The Waipaoa River Sedimentary System in New Zealand, a focus site of the MARGINS Source-to-Sink program, contains both a terrestrial and marine component. Poverty Bay serves as the interface between the fluvial and oceanic portions of this dispersal system. This study used a three-dimensional hydrodynamic and sediment-transport numerical model, the Regional Ocean Modeling System (ROMS), coupled to the Simulated WAves Nearshore (SWAN) wave model to investigate sediment-transport dynamics within Poverty Bay and the mechanisms by which sediment travels from the Waipaoa River to the continental shelf.Two sets of model calculations were analyzed; the first represented a winter storm season, January–September, 2006; and the second an approximately 40 year recurrence interval storm that occurred on 21–23 October 2005. Model results indicated that hydrodynamics and sediment-transport pathways within Poverty Bay differed during wet storms that included river runoff and locally generated waves, compared to dry storms driven by oceanic swell.
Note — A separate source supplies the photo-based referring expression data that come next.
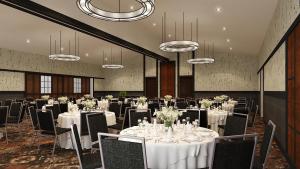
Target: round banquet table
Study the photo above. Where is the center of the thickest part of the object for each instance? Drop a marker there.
(65, 120)
(185, 149)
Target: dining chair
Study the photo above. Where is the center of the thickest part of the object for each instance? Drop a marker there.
(118, 153)
(3, 120)
(261, 160)
(234, 152)
(86, 160)
(48, 128)
(96, 123)
(236, 124)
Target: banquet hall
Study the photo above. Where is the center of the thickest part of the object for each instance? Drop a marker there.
(149, 84)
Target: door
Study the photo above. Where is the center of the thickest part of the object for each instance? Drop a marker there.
(167, 78)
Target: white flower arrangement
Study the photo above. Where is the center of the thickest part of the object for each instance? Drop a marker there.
(205, 103)
(142, 100)
(88, 104)
(168, 115)
(168, 97)
(109, 97)
(45, 97)
(62, 99)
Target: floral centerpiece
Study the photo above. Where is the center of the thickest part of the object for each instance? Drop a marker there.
(62, 99)
(205, 103)
(168, 115)
(142, 100)
(109, 97)
(45, 97)
(88, 104)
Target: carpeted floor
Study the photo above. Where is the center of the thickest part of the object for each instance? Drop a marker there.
(21, 153)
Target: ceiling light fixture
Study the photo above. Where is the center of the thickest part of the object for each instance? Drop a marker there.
(177, 45)
(204, 60)
(147, 8)
(112, 65)
(61, 56)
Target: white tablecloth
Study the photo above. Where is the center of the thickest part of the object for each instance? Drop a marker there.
(65, 120)
(183, 151)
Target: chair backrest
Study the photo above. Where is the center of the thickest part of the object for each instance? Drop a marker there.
(135, 115)
(203, 118)
(33, 117)
(116, 108)
(96, 123)
(46, 121)
(181, 105)
(234, 152)
(56, 110)
(236, 124)
(267, 142)
(40, 103)
(76, 144)
(115, 152)
(3, 115)
(15, 109)
(83, 124)
(191, 114)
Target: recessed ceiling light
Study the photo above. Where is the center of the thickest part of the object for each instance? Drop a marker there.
(219, 9)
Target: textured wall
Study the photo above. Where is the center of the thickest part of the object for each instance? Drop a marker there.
(12, 81)
(228, 73)
(16, 60)
(128, 79)
(285, 13)
(150, 67)
(275, 71)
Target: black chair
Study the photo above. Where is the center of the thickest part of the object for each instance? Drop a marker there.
(236, 124)
(135, 115)
(181, 105)
(40, 103)
(261, 160)
(116, 153)
(48, 128)
(190, 115)
(3, 120)
(96, 123)
(87, 160)
(116, 108)
(234, 152)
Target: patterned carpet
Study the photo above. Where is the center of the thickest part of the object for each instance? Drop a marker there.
(22, 153)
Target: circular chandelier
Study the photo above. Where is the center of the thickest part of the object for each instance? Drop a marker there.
(177, 45)
(112, 65)
(147, 8)
(61, 56)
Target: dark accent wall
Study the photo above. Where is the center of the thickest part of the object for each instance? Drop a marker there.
(275, 110)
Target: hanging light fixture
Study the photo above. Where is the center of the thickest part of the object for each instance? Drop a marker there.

During wet storms the model estimated significant deposition within Poverty Bay, although much of the discharged sediment was exported from the Bay during the discharge pulse. Later resuspension events generated by Southern Ocean swell reworked and modified the initial deposit, providing subsequent pulses of sediment from the Bay to the continental shelf. In this manner, transit through Poverty Bay modified the input fluvial signal, so that the sediment characteristics and timing of export to the continental shelf differed from the Waipaoa River discharge. Sensitivity studies showed that feedback mechanisms between sediment-transport, currents, and waves were important within the model calculations.